Desde 1989, o crime de racismo é inafiançável e imprescritível. Mas não é fácil prová-lo e quem o denuncia no esporte brasileiro está sujeito a colocar a carreira em risco. O GLOBO conversou com diversos atletas negros, que relataram não só preconceito e assédio moral desde o início da vida esportiva, mas também as diversas pressões que sofrem. Como afirma Diogo Silva, ex-atleta olímpico do taekwondo, é preciso “transferir o olhar da formiga ao formigueiro?, ou seja, pressionar instituições para que mudanças efetivas ocorram, em vez de cobrar apenas do atleta, muitas vezes já fragilizado

“Eu preciso trabalhar e eu quero trabalhar”. A frase de Angelo Assumpção, dita ao GLOBO, em entrevista por telefone nesta última semana, é mais um grito de indignação e revolta do ginasta negro que, segundo ele, foi dispensado pelo Esporte Clube Pinheiros, em novembro, após 16 anos, por denúncias de racismo que ele levou à direção. Ângelo, atleta que defendeu a seleção e ouro na Copa do Mundo em 2015, na etapa de São Paulo, está há cerca de dez meses sem contrato e a família iniciou uma vaquinha virtual para custear suas necessidades básicas.

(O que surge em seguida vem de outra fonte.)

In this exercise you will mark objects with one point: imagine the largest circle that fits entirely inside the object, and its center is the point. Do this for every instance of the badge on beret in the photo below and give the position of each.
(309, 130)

? Quando o atleta se posiciona, diz que não aceita mais as injúrias racistas, que é crime, é ele quem é afastado, quem perde o emprego e quem se queima no meio. É aquilo: ‘Não queremos um problema aqui’ ? declara Ângelo, quinto colocado no salto e sexto no solo no último Campeonato Brasileiro de Especialistas.

Ele conta que levou à direção do Pinheiros questões que aconteciam “dentro do ginásio”, do racismo recreativo (o crime transvestido de piada) às agressões diretas.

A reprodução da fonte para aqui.